WME-IMG would almost certainly be taking these steps even if the new owners hadn’t drastically overestimated the amount of revenue they could count on the UFC to provide. 2015 and 2016 were banner years for the UFC, almost entirely because of the emergence of McGregor and Rousey as bona fide pay-per-view attractions; Rousey sold 3.7 million pay-per-views in her four outings in 2015 and 2016, while McGregor sold 6.575 million over five events in that same stretch.
Those are staggering numbers that account for roughly 60 percent of all pay-per-views sold in those two years. While the UFC’s pay-per-view business is still profitable without them, Rousey and McGregor are the difference between a machine that prints money and one that’s simply a nice asset for a diversified corporate conglomerate. WME-IMG paid $4 billion for the former, but with Rousey’s profile damaged by two devastating losses and McGregor on the sidelines for the foreseeable future as he chases a $100 million fight with Mayweather, the new owners are getting the latter.
That’s why the UFC needed St-Pierre back. He was never the star that McGregor and Rousey have become in terms of drawing power, but his potential for bringing in somewhere north of 600,000 buys in a landscape where everyone else is struggling to pull 300,000 is noteworthy.

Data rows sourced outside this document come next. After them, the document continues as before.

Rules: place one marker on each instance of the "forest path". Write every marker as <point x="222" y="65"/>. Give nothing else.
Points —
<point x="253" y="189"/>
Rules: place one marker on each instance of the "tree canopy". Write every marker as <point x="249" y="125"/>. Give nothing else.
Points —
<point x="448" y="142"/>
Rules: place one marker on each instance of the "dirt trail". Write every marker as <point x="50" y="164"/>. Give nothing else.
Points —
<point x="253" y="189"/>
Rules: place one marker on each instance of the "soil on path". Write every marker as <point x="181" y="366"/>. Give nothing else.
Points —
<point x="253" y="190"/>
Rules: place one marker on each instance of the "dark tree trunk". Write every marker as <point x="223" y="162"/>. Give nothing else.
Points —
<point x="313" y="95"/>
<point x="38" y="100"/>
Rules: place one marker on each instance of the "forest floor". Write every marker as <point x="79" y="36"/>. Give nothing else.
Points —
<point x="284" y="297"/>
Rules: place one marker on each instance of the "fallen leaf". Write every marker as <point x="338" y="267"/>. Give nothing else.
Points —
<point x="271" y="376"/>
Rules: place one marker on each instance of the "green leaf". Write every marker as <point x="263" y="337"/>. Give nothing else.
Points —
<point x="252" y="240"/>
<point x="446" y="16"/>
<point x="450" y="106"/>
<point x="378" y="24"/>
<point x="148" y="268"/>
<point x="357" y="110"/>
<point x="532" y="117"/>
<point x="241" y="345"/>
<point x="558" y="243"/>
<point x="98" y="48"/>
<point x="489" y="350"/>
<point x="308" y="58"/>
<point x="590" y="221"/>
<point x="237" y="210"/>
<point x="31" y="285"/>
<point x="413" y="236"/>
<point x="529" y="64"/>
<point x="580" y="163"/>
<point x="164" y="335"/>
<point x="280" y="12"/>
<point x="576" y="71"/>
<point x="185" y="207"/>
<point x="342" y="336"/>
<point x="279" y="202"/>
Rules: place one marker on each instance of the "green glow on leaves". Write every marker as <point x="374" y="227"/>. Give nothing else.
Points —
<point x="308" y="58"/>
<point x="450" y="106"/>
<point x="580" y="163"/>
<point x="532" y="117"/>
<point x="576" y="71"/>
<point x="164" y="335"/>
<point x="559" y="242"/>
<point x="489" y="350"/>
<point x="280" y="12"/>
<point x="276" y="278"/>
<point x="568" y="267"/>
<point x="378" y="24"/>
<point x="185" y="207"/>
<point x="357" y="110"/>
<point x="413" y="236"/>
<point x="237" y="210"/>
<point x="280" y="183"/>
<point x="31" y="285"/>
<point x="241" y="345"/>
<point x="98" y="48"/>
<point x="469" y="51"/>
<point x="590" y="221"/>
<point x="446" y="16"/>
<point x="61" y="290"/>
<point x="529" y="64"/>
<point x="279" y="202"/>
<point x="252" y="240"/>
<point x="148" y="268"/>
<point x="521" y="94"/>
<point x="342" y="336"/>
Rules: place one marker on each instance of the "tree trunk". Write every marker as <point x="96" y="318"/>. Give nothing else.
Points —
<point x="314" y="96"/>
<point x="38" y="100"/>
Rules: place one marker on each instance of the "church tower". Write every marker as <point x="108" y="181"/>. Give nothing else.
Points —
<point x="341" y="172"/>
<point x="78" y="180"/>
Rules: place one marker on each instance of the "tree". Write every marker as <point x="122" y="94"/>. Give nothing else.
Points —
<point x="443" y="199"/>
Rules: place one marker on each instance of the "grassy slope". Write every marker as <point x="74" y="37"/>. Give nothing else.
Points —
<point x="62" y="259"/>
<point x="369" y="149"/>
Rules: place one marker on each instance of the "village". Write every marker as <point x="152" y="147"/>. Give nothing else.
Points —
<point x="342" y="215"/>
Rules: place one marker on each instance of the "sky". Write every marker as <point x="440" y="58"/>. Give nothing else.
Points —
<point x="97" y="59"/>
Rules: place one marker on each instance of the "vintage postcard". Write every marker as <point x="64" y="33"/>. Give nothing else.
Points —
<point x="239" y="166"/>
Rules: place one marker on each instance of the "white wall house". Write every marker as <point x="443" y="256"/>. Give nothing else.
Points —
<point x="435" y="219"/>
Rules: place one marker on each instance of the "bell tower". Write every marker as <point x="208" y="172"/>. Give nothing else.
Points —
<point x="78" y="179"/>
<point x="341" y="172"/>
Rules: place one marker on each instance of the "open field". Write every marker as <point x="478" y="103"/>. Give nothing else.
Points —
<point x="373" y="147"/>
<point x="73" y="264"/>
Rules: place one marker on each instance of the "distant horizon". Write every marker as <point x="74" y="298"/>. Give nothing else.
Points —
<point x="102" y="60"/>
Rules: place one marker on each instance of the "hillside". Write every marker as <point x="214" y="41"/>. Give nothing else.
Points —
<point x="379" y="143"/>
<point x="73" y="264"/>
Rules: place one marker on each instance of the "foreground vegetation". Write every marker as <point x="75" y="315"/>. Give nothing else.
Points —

Against Bisping, a weak A-side but a potentially fantastic B-side, that number could easily rise to a million.
All of this creates an atmosphere where WME-IMG is incentivized to value the UFC’s short-term profits over everything else. It’s the logic of overly financialized, conglomerative capitalism in the twenty-first century at its most obvious and naked, where quarter-to-quarter profit expectations drive out all other considerations, including the reputation of the brand and even the long-term viability of the product itself. These decisions serve only the bottom line of the larger conglomerate, not the interests of the subdivision or even the sports fan.
Using the middleweight title like this to set up a fight between a legitimate star like St-Pierre and a mid-tier draw like Bisping is one thing. Assuming the plan is for the winner to fight the ghost of Anderson Silva with a title on the line, the most logical next step for either Bisping or St-Pierre, what long-term value will the middleweight belt have after that? Is the plan just to shuttle that particular title between a series of well-known veterans without ever letting someone who could actually compete into the 2020s have a shot at the belt? How will fans’ views of UFC titles shift, knowing that the fighter who holds the belt isn’t necessarily one of the five or even ten best fighters in the division?
There’s real precedent in the UFC for the negative consequences of decisions like this. In 2010, the promotion decided to ramp up its presence on pay-per-view, running 15 events instead of the 13 it had the year before. It had a successful year, largely thanks to the efforts of Brock Lesnar and St-Pierre, and the UFC went to 16 pay-per-views in 2011. It was a short-term grab at more profits, and in that sense, it succeeded. In the long run, however, putting a bunch of crappy, subpar cards on pay-per-view, and demanding $59.99 for them, sucked the bottom out of the market and devalued the UFC brand. They lost hundreds of thousands of dedicated fans who decided to either stop watching altogether or to watch on illegal streams, and that set the basic shape of the pay-per-view market to this day. Fans now only pay for certain name-brand fighters, and it was the UFC’s short- term profit motives that drove that shift.
So that’s how we’ll end up with Georges St-Pierre and Michael Bisping staring at each other across the Octagon at some point in 2017. It’s the end of what had seemed like a happy retirement, the culmination of the UFC’s long shift toward entertainment and away from sport, and a representation of business strategy based on short-term profits above all else.
Of course I’ll watch, though. It’s Georges St-Pierre and Michael Bisping. Who doesn’t want to see that?